The tone nettled Napier. "You seem to have forgotten your own suspicions of that woman."
"They were never of that sort, thank God!" Julian flung out. "I didn't like the idea of Nan's friend carrying on a doubtful love affair—But that's all pettiness. The awful actualities of war have brought fine things to the surface in Greta von Schwarzenberg's character."
Napier told himself that he knew what had been brought to the surface, and what effect that bringing had had on Julian.
The spectacle of injustice, or even the danger of injustice, would at any time make Julian Grant forget his own interests and yours and anybody's who wasn't being actively oppressed.
"Have you been to Gull Island since?"
"I've had no time for picnicking," Julian answered shortly.
"Well, since you're championing Schwarzenberg, it's your business to see she isn't made a tool of.
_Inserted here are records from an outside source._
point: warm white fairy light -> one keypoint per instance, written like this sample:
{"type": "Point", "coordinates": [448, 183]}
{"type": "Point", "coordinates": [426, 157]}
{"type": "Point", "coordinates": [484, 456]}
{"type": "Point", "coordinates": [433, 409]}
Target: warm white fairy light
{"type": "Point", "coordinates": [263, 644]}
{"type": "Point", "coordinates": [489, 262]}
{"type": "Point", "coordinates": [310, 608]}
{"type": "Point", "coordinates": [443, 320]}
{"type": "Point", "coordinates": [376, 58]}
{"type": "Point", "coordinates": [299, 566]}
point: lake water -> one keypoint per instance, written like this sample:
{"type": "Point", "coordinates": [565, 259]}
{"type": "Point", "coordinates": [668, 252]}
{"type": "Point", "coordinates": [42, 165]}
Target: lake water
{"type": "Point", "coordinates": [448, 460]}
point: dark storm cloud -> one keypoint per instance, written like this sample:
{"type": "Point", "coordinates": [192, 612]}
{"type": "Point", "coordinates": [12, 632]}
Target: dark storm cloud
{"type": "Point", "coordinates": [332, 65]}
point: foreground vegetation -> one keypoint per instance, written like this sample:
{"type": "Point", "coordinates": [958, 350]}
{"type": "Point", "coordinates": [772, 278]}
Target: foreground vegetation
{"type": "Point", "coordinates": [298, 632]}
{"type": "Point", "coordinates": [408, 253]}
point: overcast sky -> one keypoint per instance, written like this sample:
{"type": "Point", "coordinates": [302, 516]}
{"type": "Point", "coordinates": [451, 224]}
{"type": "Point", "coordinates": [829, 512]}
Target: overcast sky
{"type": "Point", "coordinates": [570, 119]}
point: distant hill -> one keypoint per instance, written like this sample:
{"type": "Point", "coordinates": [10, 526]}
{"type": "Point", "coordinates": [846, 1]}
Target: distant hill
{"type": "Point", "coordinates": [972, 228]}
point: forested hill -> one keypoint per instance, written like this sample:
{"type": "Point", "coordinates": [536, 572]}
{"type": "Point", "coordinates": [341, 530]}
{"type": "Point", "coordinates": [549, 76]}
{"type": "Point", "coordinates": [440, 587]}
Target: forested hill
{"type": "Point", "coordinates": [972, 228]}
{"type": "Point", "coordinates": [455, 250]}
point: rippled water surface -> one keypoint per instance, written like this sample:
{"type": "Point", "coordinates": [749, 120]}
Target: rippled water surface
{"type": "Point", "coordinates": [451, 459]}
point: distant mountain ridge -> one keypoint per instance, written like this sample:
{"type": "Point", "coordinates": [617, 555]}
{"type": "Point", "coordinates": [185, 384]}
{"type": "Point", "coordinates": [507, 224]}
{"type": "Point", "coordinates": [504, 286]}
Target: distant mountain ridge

You heard how the Pforzheims vanished. I've wondered,"—Napier found it curiously difficult to go on. There was a quality—he had noticed it before—a something in Julian's frankness which put astuteness out of countenance, something that made suspicion seem not only vulgar but melodramatic. Napier felt obliged to throw a dash of whimsicality, of confessed extravagance, into the speculation, "Whether the reason we weren't allowed to land on Gull Island was those Pforzheims. They may have made an emergency camp out of your Smugglers' Cave."
Julian's weary disgust lightened a little. "I had no notion you were so romantic, Gavan."
"Very well, then. If you won't look into the matter, I must get some one else. And set afoot a new crop of rumors. Risk involving Sir William in responsibility for—"
"Oh, see here! I'll go, and hold an inquisition on the gulls and cormorants."